The plaza seems to be on the rebound after losing three tenants in the past 13 months. Both Radio Shack and Olympia Sports closed. Late in 2016, one of the anchors, the 52,000-square-foot Kmart store, closed. That left a large hole at the eastern end of the plaza.
That year Sears Holdings, Kmart’s parent company, announced it was closing almost 150 underperforming stores. The closing of the Great Barrington Kmart was a cause for concern locally because it was the only place for miles around to buy inexpensive new clothing and common household items.
Kimco was able to fill part of that space a couple of months ago when Marshalls, a Framingham-based chain of American and Canadian off-price department stores owned by TJX Companies, opened a store just in time for holiday shopping.
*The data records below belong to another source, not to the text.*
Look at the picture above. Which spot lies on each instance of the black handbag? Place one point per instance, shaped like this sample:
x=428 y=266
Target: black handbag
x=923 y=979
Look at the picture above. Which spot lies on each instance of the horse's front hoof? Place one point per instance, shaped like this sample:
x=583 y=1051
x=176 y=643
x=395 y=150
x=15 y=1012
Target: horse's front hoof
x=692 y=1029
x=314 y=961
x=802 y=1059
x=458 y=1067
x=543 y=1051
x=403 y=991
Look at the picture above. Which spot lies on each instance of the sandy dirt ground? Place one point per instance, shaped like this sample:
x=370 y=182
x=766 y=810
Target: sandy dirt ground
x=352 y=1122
The 46,000-square-foot Price Chopper supermarket remains the largest retailer in the plaza.
Wright said Barrington Plaza is technically the company’s second shopping center in Massachusetts. Paragon owned a grocery-anchored plaza in north-central Massachusetts for many years before selling it in 2007. Wright said Paragon is “very excited to return to Massachusetts” with this expansion into the Berkshires.
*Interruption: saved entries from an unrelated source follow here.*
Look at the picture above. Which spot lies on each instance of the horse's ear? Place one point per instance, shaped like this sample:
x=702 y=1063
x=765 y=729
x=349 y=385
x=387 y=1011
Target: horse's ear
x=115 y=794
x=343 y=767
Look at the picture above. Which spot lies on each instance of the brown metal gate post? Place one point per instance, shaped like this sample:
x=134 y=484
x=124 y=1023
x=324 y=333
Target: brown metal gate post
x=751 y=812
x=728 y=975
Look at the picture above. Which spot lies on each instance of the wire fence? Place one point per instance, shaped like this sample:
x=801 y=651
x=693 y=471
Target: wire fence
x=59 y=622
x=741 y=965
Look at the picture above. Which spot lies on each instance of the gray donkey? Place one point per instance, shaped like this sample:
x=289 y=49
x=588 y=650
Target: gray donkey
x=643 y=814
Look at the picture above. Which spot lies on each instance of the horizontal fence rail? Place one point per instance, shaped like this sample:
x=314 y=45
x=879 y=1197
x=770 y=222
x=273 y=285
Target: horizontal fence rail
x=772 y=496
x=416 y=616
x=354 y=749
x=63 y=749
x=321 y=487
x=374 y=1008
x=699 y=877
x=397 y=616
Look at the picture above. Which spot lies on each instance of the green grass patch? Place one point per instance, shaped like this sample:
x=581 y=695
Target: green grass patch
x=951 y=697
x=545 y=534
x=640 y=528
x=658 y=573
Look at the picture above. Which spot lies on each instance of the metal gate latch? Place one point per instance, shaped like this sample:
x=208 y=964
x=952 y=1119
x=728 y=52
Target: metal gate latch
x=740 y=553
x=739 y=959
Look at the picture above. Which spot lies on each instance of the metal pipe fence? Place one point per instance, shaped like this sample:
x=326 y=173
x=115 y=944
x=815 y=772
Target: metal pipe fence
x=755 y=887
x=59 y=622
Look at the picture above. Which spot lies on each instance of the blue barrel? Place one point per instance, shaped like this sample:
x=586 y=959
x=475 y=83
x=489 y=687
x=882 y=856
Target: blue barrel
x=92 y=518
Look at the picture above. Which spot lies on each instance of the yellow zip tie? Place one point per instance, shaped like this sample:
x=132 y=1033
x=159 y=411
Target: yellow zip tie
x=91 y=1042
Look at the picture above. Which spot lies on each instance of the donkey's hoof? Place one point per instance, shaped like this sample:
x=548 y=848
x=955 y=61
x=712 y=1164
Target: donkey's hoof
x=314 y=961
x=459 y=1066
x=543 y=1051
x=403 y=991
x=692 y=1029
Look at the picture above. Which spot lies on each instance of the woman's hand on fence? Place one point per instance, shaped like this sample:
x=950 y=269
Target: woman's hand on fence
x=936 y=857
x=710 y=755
There are now 14 tenant spaces in the plaza. Three are currently available. This includes the former Radio Shack and Olympia Sports spaces plus the remainder of the former Kmart space, which is 28,414 square feet but could be subdivided into two spaces, Wright explained.
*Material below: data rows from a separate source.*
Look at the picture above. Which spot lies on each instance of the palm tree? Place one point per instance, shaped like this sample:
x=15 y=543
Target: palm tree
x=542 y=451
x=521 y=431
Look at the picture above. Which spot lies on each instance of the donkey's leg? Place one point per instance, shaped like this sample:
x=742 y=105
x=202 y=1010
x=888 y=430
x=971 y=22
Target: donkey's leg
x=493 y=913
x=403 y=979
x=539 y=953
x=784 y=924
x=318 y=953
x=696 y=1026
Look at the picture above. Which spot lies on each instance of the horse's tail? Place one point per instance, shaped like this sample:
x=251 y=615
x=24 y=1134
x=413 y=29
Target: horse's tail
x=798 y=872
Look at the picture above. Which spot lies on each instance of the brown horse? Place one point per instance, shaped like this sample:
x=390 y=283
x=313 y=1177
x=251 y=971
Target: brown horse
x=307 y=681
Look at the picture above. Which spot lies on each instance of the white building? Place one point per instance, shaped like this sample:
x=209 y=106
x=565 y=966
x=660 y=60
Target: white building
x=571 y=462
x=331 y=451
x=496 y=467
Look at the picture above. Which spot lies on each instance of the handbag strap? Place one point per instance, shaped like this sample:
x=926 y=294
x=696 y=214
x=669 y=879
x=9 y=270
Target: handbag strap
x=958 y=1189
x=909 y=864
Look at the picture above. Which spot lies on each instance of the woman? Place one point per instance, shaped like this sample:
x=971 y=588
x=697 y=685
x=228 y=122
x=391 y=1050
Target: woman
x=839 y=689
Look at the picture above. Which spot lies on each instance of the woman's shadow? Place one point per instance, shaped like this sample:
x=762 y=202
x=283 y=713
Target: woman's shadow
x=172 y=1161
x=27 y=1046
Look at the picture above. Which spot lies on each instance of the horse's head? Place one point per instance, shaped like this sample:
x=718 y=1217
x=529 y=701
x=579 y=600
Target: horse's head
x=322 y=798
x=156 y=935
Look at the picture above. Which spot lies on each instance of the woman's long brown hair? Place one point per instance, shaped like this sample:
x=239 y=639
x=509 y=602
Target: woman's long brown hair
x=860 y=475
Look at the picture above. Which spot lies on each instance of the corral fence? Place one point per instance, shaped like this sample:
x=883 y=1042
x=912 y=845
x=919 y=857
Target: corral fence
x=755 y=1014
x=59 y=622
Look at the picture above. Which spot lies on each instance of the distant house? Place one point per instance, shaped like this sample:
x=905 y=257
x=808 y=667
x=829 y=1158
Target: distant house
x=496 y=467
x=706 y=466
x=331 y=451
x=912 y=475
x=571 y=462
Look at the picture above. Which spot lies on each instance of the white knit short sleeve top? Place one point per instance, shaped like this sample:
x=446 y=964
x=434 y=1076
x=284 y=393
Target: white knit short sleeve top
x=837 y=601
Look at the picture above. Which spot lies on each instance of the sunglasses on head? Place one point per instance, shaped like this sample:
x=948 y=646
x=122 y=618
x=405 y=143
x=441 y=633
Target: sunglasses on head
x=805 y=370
As for any potential changes at the plaza, Wright said, “Barrington Plaza is a good shopping center with a strong complement of tenants. Our goal is to fill up the remaining vacant space with complementary businesses, which will also likely involve a renovation of the façade for the space next to Marshalls.”
As for the Price Chopper, the company announced three years ago that it would rebrand its eligible stores to the more upscale Market 32. The new stores, one of which opened recently on Hubbard Avenue in Pittsfield, more resemble an outsized Whole Foods than a traditional supermarket.
The Price Chopper store in Lee was too small for conversion to a Market 32 and so it closed last year, though a spirited group is actively trying to find a replacement. There were rumors that the Great Barrington store would be closed for similar reasons, but Mona Golub, vice president for public relations and consumer services at Price Chopper, told The Edge, “We have no current plans to close any of our other 130-plus stores, in the Berkshires or elsewhere.”
The Market 32 brand is scalable, Golub explained, and her company has converted and built new Market 32s that range in size from 40,000 to 83,000 square feet. The Great Barrington Price Chopper totals 46,000 square feet and is therefore scalable.
In 2014, Golub Corporation, Price Chopper’s parent company, announced a $300 million rebranding and renovation of its properties over the next five years into Market 32. Price Chopper owns stores across the Northeast, including in New York, Connecticut and Massachusetts and has about $3.6 billion in annual sales.
According to the Great Barrington assessor’s office, for the fiscal year 2017, Kimco was the third largest taxpayer in town, behind only Big Y and National Grid. Kimco paid $152,243 per year in property taxes based on an assessed value of almost $10.5 million.
The Kmart Plaza has a checkered history, according to historian Bernard Drew, author of “Great Barrington: Great Town, Great History.” The vacant property was set to become a drive-in movie theater in 1971 when it ran into a “zoning snag.”
In 1972, a Providence, Rhode Island, developer was given the green light to build a shopping complex of almost 100,000 square feet with parking for 639 cars. It opened in April 1973 with a Grant City (a larger rebranded W.T. Grant’s) as its anchor in the spot where Kmart would be. A couple of years later the independent bookstore the Bookloft opened, making it the only surviving store from the early days.
Grant’s closed in 1976 and Kmart opened shortly thereafter. The Price Chopper, which had moved to its current location from next to the Kmart, expanded its footprint westward in 1996. In order to accomplish this, the roadside Robert’s Liquor Mart, a bizarre-looking A-frame structure, was demolished.